I am showing you one of my favourite covers which is very rare in such a fine condition. It was until recently part of a gold medal winning collection. The date of the postmark was 2 APL 1934, the S S Hin Sang seems to operate a swift tight schedule between Sandakan and Hong Kong as it was noted in the BNB Herald to depart from Sandakan again on the 11th of that month. The journey one way was probably 3 to 4 days.
The 12c palm cockatoo adhesive was cancelled by a company fiscal handstamp and over it was typed S/S "Hin Sang". And on top of the fiscal cancellation is the Sandakan cds. And there is a backstamp from Hong Kong of 2.30 10 AP 34 which would have been the dispatch date from Hong Kong on its way to USA.

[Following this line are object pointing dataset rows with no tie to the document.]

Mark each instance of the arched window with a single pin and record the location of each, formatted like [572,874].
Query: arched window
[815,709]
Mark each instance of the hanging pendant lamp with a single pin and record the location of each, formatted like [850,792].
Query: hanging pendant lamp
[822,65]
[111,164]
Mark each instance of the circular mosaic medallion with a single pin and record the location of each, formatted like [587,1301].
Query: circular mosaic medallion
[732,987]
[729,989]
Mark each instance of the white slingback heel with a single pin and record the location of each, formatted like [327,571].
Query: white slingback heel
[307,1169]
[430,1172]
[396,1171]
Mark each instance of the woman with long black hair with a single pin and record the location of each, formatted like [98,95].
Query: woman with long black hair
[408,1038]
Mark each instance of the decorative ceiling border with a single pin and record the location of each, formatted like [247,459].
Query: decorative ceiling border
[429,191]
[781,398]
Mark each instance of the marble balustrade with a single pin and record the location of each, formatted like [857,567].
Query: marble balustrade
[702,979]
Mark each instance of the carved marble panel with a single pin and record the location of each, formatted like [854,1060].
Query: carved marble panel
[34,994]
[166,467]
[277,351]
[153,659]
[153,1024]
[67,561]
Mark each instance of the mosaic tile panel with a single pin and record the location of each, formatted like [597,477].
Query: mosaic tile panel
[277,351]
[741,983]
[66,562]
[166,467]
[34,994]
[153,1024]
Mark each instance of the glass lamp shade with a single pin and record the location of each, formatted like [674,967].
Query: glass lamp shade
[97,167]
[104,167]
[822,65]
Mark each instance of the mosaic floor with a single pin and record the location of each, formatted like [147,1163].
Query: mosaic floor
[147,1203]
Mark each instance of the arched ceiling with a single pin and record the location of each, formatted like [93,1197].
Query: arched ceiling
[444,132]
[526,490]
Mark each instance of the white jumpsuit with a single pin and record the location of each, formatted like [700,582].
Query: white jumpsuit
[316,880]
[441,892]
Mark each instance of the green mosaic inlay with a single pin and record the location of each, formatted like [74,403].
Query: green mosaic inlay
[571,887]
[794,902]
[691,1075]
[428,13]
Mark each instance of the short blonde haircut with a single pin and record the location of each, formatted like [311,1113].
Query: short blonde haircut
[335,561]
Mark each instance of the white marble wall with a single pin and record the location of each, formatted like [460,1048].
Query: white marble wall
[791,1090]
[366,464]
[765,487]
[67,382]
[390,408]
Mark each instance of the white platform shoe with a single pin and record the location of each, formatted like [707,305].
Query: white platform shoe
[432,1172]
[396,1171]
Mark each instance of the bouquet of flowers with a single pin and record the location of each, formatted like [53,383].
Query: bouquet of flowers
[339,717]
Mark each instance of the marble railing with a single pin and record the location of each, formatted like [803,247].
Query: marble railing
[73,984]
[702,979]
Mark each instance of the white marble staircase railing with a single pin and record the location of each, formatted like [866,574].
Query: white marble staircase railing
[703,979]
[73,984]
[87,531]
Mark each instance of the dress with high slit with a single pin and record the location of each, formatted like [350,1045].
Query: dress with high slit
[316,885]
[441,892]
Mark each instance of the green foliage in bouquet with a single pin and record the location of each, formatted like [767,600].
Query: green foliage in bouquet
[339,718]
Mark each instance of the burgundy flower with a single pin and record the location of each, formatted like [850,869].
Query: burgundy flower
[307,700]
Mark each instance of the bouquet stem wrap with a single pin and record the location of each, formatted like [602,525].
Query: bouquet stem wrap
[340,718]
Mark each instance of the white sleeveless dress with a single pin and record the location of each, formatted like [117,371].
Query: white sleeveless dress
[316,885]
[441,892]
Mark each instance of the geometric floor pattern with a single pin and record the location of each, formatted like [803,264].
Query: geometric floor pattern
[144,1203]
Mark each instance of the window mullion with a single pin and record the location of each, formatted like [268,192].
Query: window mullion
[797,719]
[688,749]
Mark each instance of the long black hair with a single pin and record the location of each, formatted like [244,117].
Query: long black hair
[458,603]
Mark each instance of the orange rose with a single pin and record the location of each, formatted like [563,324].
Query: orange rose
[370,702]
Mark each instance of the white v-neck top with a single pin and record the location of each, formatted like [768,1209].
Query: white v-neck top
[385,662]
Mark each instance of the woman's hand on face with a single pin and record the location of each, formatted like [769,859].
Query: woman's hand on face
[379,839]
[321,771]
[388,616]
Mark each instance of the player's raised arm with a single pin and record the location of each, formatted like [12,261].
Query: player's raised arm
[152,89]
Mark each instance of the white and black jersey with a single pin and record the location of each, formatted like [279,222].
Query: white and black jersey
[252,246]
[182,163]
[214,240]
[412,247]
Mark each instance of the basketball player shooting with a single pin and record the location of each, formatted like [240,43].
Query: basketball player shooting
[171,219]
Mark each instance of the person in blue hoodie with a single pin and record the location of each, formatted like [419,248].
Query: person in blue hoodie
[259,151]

Harrisons & Crosfield was the shipping agent. They were an international business conglomerate and had the biggest company in North Borneo. Nowadays they are known as Elementis and is largely UK based with particular focus on specialty chemicals.
There is not a lot that I can find about this ship. There were at least four ships with a similar name. This cover was carried by Hin Sang 2. This was built in 1905 in West Hartlepool, Sunderland. She was initially named Parklands until she was bought by Jardine Matheson in 1913. She plied the route regularly between Hong Kong and Borneo carrying passengers and goods, principally timber from Sandakan. She was scrapped in 1939.
The Indo-China Steam Navigation Company was established in 1873 as a subsidiary of Jardine Matheson to serve the trade routes between China, Singapore and India mainly. The other well known ship which used the Hong Kong and Sandakan route was the Mausang serving pretty much the same purpose
This cover was carried on the good ship Hai Meng from Tawau to Jesselton with a cancellation date of 29 OC 54. Ship consignee covers from North Borneo are uncommon unlike the various ship covers from Sarawak, many of which were contrived including this one in all probability.
The M S Hai Meng was built in Sweden in 1949 and was renamed Bright Star in 1971. She was sunk by limpet mine in Cambodia by the Khmer Rouge. This ship is not to be confused with a current craft with the same name used by a Thai shipping company.